Rhymes of Knowing and Not-Knowing
. It looked new, only just printed, or written, or however books were made in Fairyland. She flipped it open and licked her thumb as she hunted through the pages.
“Here! ‘Not thread nor glue, not nails nor screws, will ever self and shadow wed.’ Helpful, those poet-types. Perhaps this one: ‘Seek the grimy queen of dread machines, if you your errant shadow miss.’ Now that’s quite good! As a Prophetic Utterance, Third Class (Vague Hints and Mysterious Signs), you couldn’t ask for better. It’s downright plain-spoken!”
“It isn’t at all! I don’t know who it means or what. I’m hardly better off than before!” September cried.
“Well, that’s what you get with Third Class. But no book of ours would ever just
tell
you a thing. The Quest would spoil, just as if you added the wrong chemical to a medicine. It would turn poisonous and rancid. A Quest is not followed, it is engineered. Now, in you go.”
Avogadra turned several chapters at once and came to a frightening, hideous page: all black, from margin to margin.
“In?” September trembled.
“In. Didn’t you hear? You’re headed for the bottom of Fairyland-Below. This place is made up of layers like a thick, dark cake. You have to go down—you’ll have to sooner or later so might as well get a start. Just hop in—I know it looks dark. It
is
dark. It’s a mine, as a point of fact. But that’s where you need to go, and I’m opening the door for you.”
September peered into the utter blackness of the page. “I can’t go without my friends,” she whispered.
“No time,” the Monaciello said. “A book is a door, you know. Always and forever. A book is a door into another place and another heart and another world.
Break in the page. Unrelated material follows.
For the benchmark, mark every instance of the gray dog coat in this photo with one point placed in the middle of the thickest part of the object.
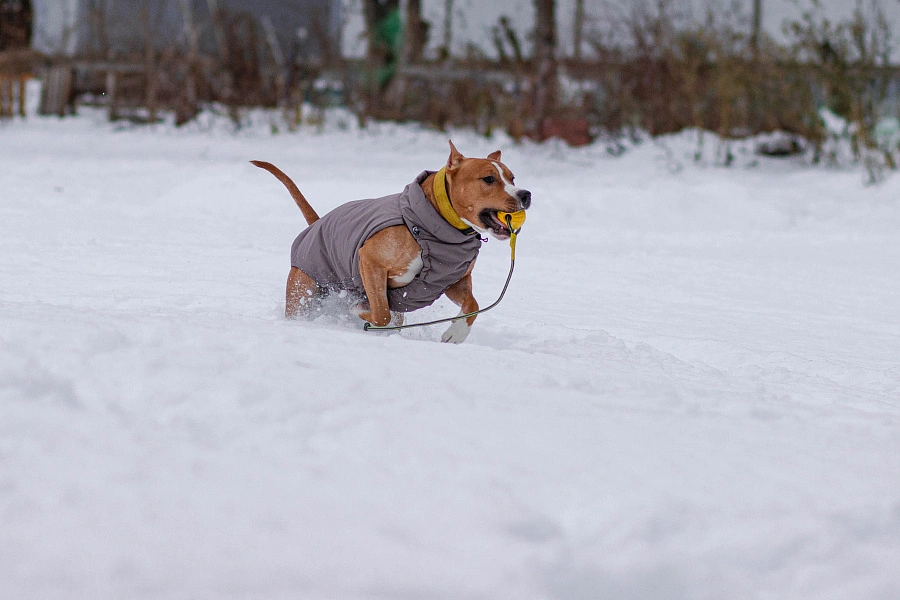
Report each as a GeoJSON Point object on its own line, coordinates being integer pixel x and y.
{"type": "Point", "coordinates": [328, 250]}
But this one is a real door, too. They float through all the books of the library. At noon, they’re in the Biographies, at teatime they flit into the Advanced Slaying section. Dally too long, and they’ll go winging off somewhere and it’ll take weeks to find one again.”
“But I can’t just
leave
them!”
“I’m here,” said Aubergine softly, and September started. Without a sound the Night-Dodo had slowly and doggedly climbed the ladders to where they stood peering at their book, hooking her beak over the rungs one by one by one.
But Saturday and Ell, still sleeping in the cold Tain morning! She couldn’t just let them wake up without her and no note or message to tell them where to find her. Could she?
Can’t I? I snuck off without them just fine. Either I trust them or I don’t
. A hard, brave, strange voice inside her stood up to have its say. But the voice was not very big yet.